Relationship with Bill Gates
Upon hearing IBM was interested in licensing software from Microsoft, Gates reportedly confided in Ballmer, who told him to buy a suit. Ballmer was Gates’ best man at his wedding to Melinda French, and the two men were so close for years that another Microsoft executive described it as a mind meld. Although they were friendly, they argued loudly and frequently.
The transition from Gates to Ballmer as CEO strained the relationship. And Ballmer’s resignation in 2013 resulted in more animosity between the two. Ballmer said in 2016 the two had drifted apart, partly because the two disagreed on Microsoft’s push into the hardware business. Gates wanted to stay out of hardware, especially smartphones, while Ballmer supported it.

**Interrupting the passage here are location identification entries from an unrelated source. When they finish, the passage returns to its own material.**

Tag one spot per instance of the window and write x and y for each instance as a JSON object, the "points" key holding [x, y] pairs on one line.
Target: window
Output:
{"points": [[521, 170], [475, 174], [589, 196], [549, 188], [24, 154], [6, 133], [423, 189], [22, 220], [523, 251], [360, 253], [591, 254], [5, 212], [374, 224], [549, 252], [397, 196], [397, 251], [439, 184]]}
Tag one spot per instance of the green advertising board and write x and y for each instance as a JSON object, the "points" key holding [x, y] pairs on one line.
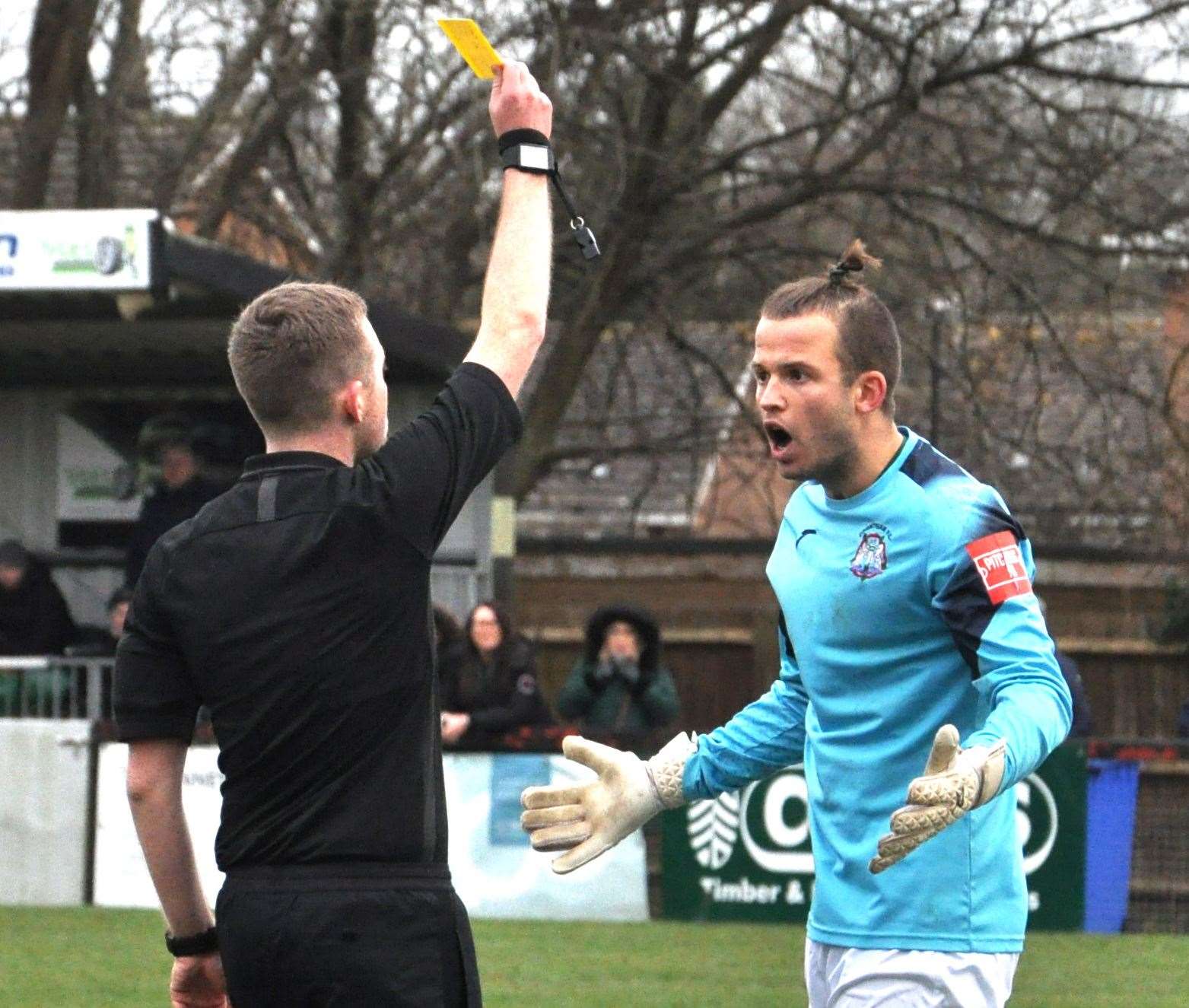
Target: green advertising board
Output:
{"points": [[746, 856]]}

David Farquhar is a computer security professional, entrepreneur, and author. He has written professionally about computers since 1991, so he was writing about retro computers when they were still new. He has been working in IT professionally since 1994 and has specialized in vulnerability management since 2013. He holds Security+ and CISSP certifications. Today he blogs five times a week, mostly about retro computers and retro gaming covering the time period from 1975 to 2000.

Back in the day… The original version of Taipei turned up from Microsoft. It was a graphics demo game based on the matching of Mah Jong tiles. This was either on Windows 1 or Windows ‘286’. If you matched all the tiles and cleared the board you would get a ‘fortune cookie’ on the screen. Before the phrase ‘Easter Egg’ became known this game had an Easter Egg. Every few wins it would print ‘Day without steveb like day on sunny beach’. steveb following the correct email id format at the time (billg etc).
That’s a great story! Clearly Steve Ballmer was not that developer’s favorite person. Developers developers DEVELOPERS DEVELOPERS!
What shocks me most is that Balmer is only 30 years old in that Windows commercial, and looked like he was over 50.